Gargan often digs up oddities in his less-traveled roads and waterways. An offshoot of the Kuomintang, pursued by the Red Chinese, fled to the Golden Triangle. They didn’t expect to stay but eventually they got trapped by the opium tar baby and later gave up all pretense of retaking China or even moving to Taiwan. In South Vietnam, Gargan uncovers a creation myth that’s especially interesting. Two heavenly beings descend to Earth. They eat from a tree in the middle of the Earth but find they can’t fly back up to heaven. They have a family. The denizens of the celestial realms send down a peach tree to feed the new family. The parents go on a trip and instruct their children not to eat from the tree while they’re gone. The children disobey, stripping the fruit from the tree. The parents return, see that their children have disobeyed, become enraged and banish them from their home, sending them in all directions over the Earth, where they became the ancestors of people today. Gargan observes: “It is not entirely clear from where this folktale emanates, although it is widely known here…”

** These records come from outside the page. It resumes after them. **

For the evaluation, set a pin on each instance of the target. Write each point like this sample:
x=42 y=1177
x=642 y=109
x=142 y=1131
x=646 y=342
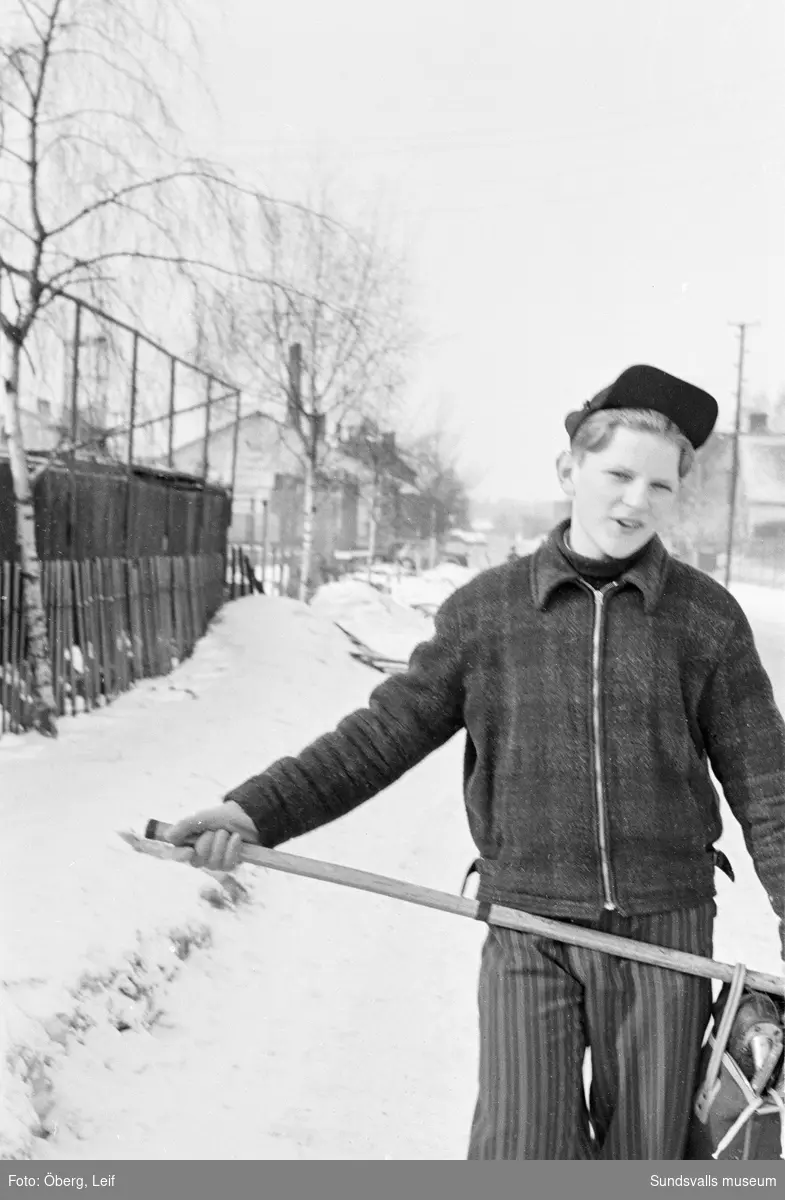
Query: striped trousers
x=543 y=1003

This is the value of a good travel book, introducing you to something you couldn’t have imagined, taking you out of your fixed cultural place, challenging your assumptions. The River’s Tale is a journey into Asia’s recent past, ancient past and mythic past. It’s an exploration of the timeless Mekong itself, a river so long and various that it wasn’t understood to be a single river until modern times. A river entirely various and complex, containing multitudes. It was a lot to take on, but Gargan goes a very long way to making it understandable.